Pulmonary vein isolation (PVI) has become established as an effective therapy for paroxysmal atrial fibrillation (AF). The mechanistic basis of PVI, as a strategy to isolate ectopic foci that trigger AF paroxysms, is sound. The therapeutic tools to achieve PVI are robust, and the outcomes, albeit imperfect, are satisfactory. Although PVI failures do exist, the majority are due to technical failures, ie, the inability to achieve durable PVI, and only a relative minority can be attributed to nonpulmonary vein triggers. In essence, the mechanistic paradigm of trigger ablation remains unchallenged for paroxysmal AF. Although purely a temporal-pattern characteristic, paroxysmal AF in its prototypical form occurs in structurally normal hearts, and trigger elimination without extensive substrate modification is generally sufficient.

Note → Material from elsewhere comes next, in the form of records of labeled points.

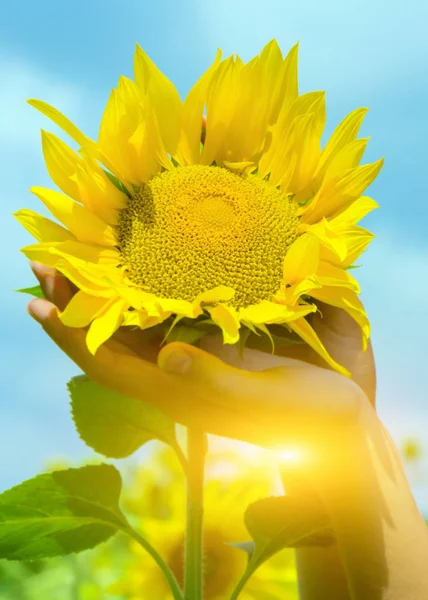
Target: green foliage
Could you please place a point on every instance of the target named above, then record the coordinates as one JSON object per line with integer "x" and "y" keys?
{"x": 286, "y": 522}
{"x": 117, "y": 183}
{"x": 35, "y": 291}
{"x": 282, "y": 522}
{"x": 60, "y": 513}
{"x": 114, "y": 425}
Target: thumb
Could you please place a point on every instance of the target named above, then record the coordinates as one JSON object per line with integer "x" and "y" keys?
{"x": 300, "y": 391}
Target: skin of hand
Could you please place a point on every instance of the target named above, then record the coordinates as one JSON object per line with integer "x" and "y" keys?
{"x": 351, "y": 463}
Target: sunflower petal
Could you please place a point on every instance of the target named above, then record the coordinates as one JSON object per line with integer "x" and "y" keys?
{"x": 335, "y": 196}
{"x": 222, "y": 99}
{"x": 354, "y": 213}
{"x": 59, "y": 119}
{"x": 61, "y": 162}
{"x": 302, "y": 259}
{"x": 43, "y": 229}
{"x": 349, "y": 301}
{"x": 162, "y": 95}
{"x": 270, "y": 312}
{"x": 345, "y": 132}
{"x": 82, "y": 309}
{"x": 191, "y": 118}
{"x": 308, "y": 335}
{"x": 105, "y": 325}
{"x": 86, "y": 226}
{"x": 334, "y": 276}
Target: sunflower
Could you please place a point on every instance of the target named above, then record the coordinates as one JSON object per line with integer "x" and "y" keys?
{"x": 237, "y": 219}
{"x": 158, "y": 505}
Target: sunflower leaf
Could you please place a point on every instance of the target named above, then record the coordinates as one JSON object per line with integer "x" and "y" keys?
{"x": 60, "y": 513}
{"x": 116, "y": 182}
{"x": 114, "y": 425}
{"x": 286, "y": 522}
{"x": 186, "y": 334}
{"x": 35, "y": 291}
{"x": 281, "y": 522}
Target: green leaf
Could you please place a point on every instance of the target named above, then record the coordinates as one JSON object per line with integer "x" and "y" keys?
{"x": 60, "y": 513}
{"x": 117, "y": 183}
{"x": 186, "y": 334}
{"x": 34, "y": 291}
{"x": 282, "y": 522}
{"x": 286, "y": 522}
{"x": 114, "y": 425}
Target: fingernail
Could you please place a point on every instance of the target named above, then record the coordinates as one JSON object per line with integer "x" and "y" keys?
{"x": 177, "y": 362}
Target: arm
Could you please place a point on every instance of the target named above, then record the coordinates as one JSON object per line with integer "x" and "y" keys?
{"x": 352, "y": 464}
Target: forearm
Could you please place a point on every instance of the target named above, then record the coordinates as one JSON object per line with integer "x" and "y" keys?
{"x": 381, "y": 537}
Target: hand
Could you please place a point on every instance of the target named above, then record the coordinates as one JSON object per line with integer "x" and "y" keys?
{"x": 381, "y": 537}
{"x": 195, "y": 387}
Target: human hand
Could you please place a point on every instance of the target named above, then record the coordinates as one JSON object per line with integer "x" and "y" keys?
{"x": 265, "y": 407}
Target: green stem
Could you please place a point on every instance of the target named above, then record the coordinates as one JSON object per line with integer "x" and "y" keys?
{"x": 193, "y": 575}
{"x": 169, "y": 575}
{"x": 240, "y": 586}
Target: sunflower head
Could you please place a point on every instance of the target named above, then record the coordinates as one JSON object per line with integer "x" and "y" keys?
{"x": 222, "y": 210}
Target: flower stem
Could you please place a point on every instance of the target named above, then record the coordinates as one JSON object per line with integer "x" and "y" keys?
{"x": 193, "y": 575}
{"x": 169, "y": 576}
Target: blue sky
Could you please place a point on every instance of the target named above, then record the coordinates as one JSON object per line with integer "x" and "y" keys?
{"x": 70, "y": 54}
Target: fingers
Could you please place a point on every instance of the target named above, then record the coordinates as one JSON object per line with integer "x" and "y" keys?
{"x": 294, "y": 400}
{"x": 56, "y": 288}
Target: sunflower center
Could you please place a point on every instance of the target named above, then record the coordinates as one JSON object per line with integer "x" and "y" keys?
{"x": 194, "y": 228}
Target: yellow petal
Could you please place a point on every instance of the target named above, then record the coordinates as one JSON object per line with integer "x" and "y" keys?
{"x": 61, "y": 162}
{"x": 306, "y": 132}
{"x": 98, "y": 193}
{"x": 43, "y": 229}
{"x": 347, "y": 158}
{"x": 308, "y": 335}
{"x": 334, "y": 197}
{"x": 98, "y": 256}
{"x": 86, "y": 226}
{"x": 290, "y": 295}
{"x": 328, "y": 237}
{"x": 354, "y": 213}
{"x": 80, "y": 280}
{"x": 191, "y": 117}
{"x": 59, "y": 119}
{"x": 226, "y": 317}
{"x": 331, "y": 275}
{"x": 287, "y": 92}
{"x": 271, "y": 312}
{"x": 349, "y": 301}
{"x": 82, "y": 309}
{"x": 104, "y": 326}
{"x": 302, "y": 259}
{"x": 295, "y": 117}
{"x": 356, "y": 240}
{"x": 346, "y": 132}
{"x": 162, "y": 95}
{"x": 222, "y": 98}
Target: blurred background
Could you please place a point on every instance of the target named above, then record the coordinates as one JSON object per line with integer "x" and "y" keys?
{"x": 70, "y": 54}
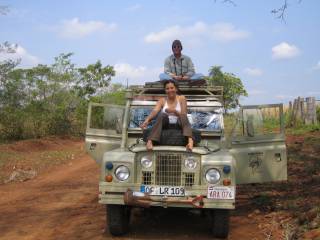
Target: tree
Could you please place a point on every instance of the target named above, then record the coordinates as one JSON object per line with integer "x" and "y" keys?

On the other hand, the treatment of nonparoxysmal forms of AF remains challenging. Persistent AF most commonly arises in the context of aged atria, and often coexists with hypertensive heart disease, diabetes, sleep apnea, and other comorbidities. Even in the presence of structurally normal hearts with normal left ventricular ejection fraction, high left atrial pressures, left atrial scar, and varying degrees of diastolic dysfunction are common in persistent AF. By definition, persistent AF patients are in continuous AF for at least a week, but some for months or even years. The coexistence of structural atrial disease and the prolonged temporal persistence are inconsistent with an exclusive relevance of triggers initiating AF, and suggest that a substrate maintaining AF is perhaps a more valid therapeutic target. Identifying accurately such substrate—regions mechanistically involved in the maintenance of AF—has proven extremely difficult. It is likely that no single region is solely responsible for the maintenance of AF, and that interindividual and intraindividual variations in AF maintenance mechanisms exist. Strategies to improve ablation outcomes by extending lesion sets beyond PVI have failed in randomized clinical trials. Reasons may be technical; if ablation lesion sets are incomplete, no benefit is to be expected, but also could be because mechanistically the additional lesions fail to impact AF.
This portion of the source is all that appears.